Simulations Plus has a compelling story to tell this week: a brand-new collaboration with Nvidia to scale GPU-accelerated, AI-assisted drug modeling workflows — announced on May 6 — landed as the stock was already up 31% in a month. The tension worth watching is straightforward. A credible catalyst is driving the price; insiders are moving the other direction.
The insider angle is the most immediate signal to parse. Founder and director Walter Woltosz — who holds roughly 16% of the company — sold 15,000 shares on May 4 at $15.13, raising $226,950. The company's chief executive, John DiBella, sold a further 1,000 shares the same day at $14.98. DiBella had already sold 1,000 shares on April 15 at $13.37, before the stock's latest leg higher. Woltosz is a systematic seller — he trimmed in October 2025, July 2025, and June 2025 as well — so this is not an isolated alarm. But the timing, one trading day before the Nvidia announcement pushed the stock higher again, is notable context. Net insider disposals over the past 90 days total approximately 17,000 shares worth $255,000 — entirely one-directional selling, with no offsetting purchases on record.

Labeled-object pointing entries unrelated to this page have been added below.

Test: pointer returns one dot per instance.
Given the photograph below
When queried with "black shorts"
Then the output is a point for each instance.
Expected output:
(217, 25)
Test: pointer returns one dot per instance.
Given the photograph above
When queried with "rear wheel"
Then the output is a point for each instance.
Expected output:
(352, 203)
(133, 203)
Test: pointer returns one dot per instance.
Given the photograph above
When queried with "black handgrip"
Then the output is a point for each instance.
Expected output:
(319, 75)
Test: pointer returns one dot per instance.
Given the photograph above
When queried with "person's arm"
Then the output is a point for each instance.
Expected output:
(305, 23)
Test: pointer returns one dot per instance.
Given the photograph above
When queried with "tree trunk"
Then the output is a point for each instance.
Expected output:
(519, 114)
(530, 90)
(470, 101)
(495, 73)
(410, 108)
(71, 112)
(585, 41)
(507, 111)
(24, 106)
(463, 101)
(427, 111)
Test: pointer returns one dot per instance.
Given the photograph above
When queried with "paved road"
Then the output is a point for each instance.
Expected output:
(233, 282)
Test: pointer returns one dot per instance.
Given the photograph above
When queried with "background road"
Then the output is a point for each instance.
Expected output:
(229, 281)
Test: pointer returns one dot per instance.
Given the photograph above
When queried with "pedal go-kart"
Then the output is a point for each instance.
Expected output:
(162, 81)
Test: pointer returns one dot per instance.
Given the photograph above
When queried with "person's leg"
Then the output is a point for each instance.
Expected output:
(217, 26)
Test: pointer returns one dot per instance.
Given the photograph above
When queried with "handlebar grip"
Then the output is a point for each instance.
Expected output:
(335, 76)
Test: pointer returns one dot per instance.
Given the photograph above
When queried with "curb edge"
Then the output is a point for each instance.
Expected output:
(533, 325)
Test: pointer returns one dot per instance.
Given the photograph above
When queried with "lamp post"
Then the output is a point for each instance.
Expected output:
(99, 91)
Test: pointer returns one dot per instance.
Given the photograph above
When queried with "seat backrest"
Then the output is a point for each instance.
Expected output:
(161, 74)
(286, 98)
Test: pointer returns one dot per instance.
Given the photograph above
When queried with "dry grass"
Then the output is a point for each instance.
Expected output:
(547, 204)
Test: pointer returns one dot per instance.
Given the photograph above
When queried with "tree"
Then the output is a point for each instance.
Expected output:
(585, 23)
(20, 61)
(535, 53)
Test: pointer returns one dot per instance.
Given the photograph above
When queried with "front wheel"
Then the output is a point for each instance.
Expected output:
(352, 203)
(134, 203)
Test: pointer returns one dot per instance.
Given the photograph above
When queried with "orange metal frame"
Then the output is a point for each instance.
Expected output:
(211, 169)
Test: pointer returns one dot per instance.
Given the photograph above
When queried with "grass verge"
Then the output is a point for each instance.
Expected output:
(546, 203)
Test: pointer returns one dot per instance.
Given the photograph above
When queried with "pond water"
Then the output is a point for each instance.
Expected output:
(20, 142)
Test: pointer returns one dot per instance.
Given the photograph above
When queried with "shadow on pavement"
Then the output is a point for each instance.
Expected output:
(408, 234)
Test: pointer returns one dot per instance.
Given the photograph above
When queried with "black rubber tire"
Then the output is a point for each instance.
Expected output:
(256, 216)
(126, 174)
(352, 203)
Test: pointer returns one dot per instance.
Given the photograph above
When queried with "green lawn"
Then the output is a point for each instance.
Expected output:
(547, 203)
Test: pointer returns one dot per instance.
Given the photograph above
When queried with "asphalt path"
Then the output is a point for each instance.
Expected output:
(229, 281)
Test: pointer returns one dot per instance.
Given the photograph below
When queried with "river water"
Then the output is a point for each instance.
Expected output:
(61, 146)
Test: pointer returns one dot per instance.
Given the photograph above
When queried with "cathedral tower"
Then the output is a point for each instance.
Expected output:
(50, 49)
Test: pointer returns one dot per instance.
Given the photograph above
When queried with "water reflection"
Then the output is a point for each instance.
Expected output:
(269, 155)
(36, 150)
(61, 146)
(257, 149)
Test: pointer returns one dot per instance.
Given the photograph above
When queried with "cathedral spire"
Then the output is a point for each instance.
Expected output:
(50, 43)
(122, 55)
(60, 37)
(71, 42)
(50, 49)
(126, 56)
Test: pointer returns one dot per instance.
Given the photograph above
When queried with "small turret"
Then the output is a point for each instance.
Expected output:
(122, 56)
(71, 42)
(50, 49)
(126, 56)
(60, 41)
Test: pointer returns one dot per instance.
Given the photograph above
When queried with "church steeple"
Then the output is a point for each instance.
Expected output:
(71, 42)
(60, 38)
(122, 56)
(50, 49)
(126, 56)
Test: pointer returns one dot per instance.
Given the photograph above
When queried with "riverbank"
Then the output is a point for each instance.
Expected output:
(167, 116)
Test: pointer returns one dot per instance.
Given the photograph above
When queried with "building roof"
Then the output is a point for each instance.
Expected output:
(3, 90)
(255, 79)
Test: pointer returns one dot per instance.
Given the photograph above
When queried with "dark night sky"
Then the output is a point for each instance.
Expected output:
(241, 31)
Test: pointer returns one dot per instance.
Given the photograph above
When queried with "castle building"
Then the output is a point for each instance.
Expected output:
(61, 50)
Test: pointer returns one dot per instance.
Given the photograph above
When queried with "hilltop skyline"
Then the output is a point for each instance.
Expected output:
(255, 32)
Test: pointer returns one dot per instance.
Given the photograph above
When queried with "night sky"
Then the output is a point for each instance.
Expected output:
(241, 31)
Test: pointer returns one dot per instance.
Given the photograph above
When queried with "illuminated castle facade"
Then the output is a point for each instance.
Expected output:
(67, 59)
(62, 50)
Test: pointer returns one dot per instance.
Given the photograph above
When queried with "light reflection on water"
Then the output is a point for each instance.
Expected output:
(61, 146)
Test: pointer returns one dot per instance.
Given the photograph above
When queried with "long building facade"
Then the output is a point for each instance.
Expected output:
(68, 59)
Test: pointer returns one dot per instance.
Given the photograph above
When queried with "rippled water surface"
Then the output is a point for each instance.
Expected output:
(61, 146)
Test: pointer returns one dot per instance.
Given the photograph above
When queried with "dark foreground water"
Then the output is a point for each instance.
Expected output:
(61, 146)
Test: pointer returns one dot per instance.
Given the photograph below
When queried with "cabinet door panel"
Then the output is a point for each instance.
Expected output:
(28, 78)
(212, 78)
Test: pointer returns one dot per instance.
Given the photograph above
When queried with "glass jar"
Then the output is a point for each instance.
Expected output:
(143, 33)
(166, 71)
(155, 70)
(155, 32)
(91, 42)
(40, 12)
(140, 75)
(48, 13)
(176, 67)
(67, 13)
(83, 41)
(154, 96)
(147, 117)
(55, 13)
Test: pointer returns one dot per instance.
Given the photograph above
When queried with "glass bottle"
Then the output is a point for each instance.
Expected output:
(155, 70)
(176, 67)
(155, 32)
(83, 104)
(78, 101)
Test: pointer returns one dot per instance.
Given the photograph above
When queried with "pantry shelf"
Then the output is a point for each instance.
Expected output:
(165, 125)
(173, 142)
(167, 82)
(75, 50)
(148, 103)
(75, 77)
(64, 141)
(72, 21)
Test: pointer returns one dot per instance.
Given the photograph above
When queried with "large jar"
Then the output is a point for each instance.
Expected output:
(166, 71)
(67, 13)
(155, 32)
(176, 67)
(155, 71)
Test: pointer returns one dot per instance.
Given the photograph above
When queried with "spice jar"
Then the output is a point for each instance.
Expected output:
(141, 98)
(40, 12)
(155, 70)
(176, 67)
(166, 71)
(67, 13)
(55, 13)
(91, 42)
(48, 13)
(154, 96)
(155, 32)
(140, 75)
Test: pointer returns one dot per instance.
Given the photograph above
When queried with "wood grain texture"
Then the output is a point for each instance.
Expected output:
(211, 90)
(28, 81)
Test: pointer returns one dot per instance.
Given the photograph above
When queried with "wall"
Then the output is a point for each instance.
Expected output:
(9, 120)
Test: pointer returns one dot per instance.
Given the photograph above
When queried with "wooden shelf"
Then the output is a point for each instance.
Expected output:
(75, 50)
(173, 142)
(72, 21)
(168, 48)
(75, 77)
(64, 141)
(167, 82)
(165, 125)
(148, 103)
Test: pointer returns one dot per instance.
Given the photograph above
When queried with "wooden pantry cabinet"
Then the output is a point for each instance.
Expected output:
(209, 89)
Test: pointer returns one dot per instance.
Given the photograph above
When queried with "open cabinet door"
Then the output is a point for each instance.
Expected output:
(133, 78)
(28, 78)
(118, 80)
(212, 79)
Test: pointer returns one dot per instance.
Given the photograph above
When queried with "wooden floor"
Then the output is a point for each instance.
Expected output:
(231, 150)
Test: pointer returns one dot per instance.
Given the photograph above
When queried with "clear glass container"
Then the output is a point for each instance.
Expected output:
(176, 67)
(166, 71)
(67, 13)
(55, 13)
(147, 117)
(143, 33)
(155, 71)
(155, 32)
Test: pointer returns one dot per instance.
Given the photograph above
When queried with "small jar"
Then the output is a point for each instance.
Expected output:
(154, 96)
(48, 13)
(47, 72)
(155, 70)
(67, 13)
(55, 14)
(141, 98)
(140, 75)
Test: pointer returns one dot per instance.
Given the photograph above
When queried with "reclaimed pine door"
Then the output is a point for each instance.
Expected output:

Options positioning has turned sharply more defensive in the past week. The put/call ratio jumped to 1.23, more than 2.2 standard deviations above its 20-day average of 0.48 — the most cautious options setup the stock has shown in recent months. That's a significant rotation: as recently as mid-April, the PCR was running below 0.10, meaning calls heavily dominated. The reversal to a ratio of over 1.2 is large and fast. Borrow availability remains comfortable — availability is sitting well above the zone that would indicate a crowded short — with cost to borrow at 1.25%, up 29% on the week and 58% over the past month. It's rising, but still inexpensive in absolute terms. Short interest at roughly 7% of free float (using the broader float calculation) has climbed about 7% over the past month, adding consistent pressure without spiking dramatically.
The Street has not yet updated its view to reflect the Nvidia partnership or the monthly price move. The most recent analyst action was TD Cowen's April 10 target cut to $16 — essentially the current price — while maintaining a Hold. That action was itself a response to the weak Q4 earnings print, which showed a 6% year-over-year revenue decline despite full-year growth of 13%. The mean analyst target sits near $23.70, implying meaningful theoretical upside from $15.71, but that figure is anchored to pre-April price levels and includes stale inputs. Bear-case concerns centre on stagnating organic growth and the pattern of revenue deceleration in the second half of fiscal 2025. Bulls point to the 22% software revenue growth and expanding proposal activity in biotech. The EV/EBITDA multiple has expanded to 12.2x over the past 30 days, tracking the price recovery; the P/E ratio has risen similarly, now at 17.8x. Neither reads as obviously stretched for a software-adjacent health care name, but the expansion happened fast.
The next earnings print is scheduled for July 1. The last event, in early April, produced a muted 0.3% one-day move but an 8.6% five-day gain — suggesting the market digests results gradually rather than reacting sharply on the day. The Nvidia collaboration adds a new variable: investors now have a genuine AI angle to evaluate alongside the core pharma-simulation franchise. Whether the partnership translates into revenue in the near term, or whether it is primarily a positioning and brand-building exercise, is the question the July print will start to answer.
What to watch: how sell-side coverage responds to the Nvidia announcement — any target upgrades in the next two weeks would represent a meaningful shift from the current Hold-heavy consensus — and whether the founder's selling pace accelerates now that the stock has recovered toward prior levels.